Maake struggled with financial resources and would often use money from his pocket towards the foundation. To secure financial stability for the foundation, he registered TH Children’s Foundation with SU’s Societies Council. This helped the foundation to secure access to funding. It also meant that more student volunteers signed up. Today, the foundation runs after-school tutoring programmes, green and sustainability initiatives and arts and culture activities and is kept running by student volunteers. He also incorporated Tony’s Lenz into the foundation and began teaching photography classes in Johannesburg to young, aspiring photographers in his community.
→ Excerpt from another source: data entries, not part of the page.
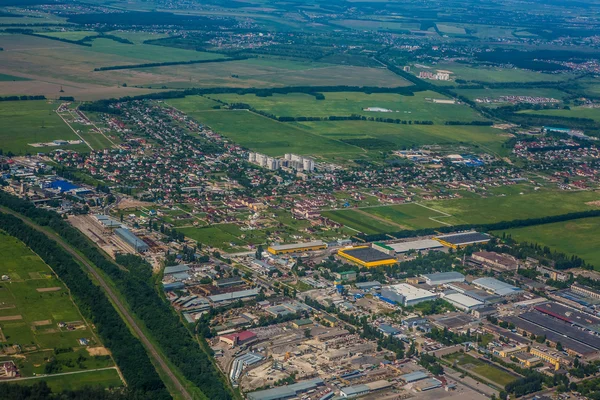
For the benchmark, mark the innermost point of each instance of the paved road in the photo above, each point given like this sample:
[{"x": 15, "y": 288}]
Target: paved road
[{"x": 116, "y": 301}]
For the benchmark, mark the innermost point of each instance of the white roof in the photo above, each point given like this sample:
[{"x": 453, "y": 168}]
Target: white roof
[
  {"x": 297, "y": 245},
  {"x": 461, "y": 299},
  {"x": 411, "y": 292},
  {"x": 415, "y": 245}
]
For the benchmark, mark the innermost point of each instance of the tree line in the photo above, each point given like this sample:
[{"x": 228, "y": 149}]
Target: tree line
[
  {"x": 127, "y": 350},
  {"x": 140, "y": 292}
]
His work in photography took him around the world: Italy, Sweden, Germany, the United States and Turkey. “I even met Denzel Washington,” he mentions. In 2015, under Tony’s Lenz, he entered his photography into the Swedish International Innovations competition under the category: South African Interpretation and was placed as a finalist. The following year, he won the Best Photographer award at the 2016 Honesty Oscars. His work was praised for “fighting corruption and [bringing] change to communities through the power of photography” in the competition. Recently, he has been exhibiting his work and has been invited as a guest speaker to various art galleries in Johannesburg. “When I host events, I always ask people to bring sanitary pads or old clothes and stationary they do not use instead of charging an entrance fee,” he said.
What’s next for Tony Mac?
According to Maake, one of his personal short-term goals is to go back to school to study medicine. “It was one of the things I wanted to do, but I chose a BSc instead. It is never too late to pursue education,” he said. Tony currently has been working as a microbiologist for a multinational pharmaceutical corporation.
However, for now, his biggest goal is to open his photography school “Empower Lenses” in his community. “I want it to have all the best equipment possible to teach the youth valuable photography,” said Maake.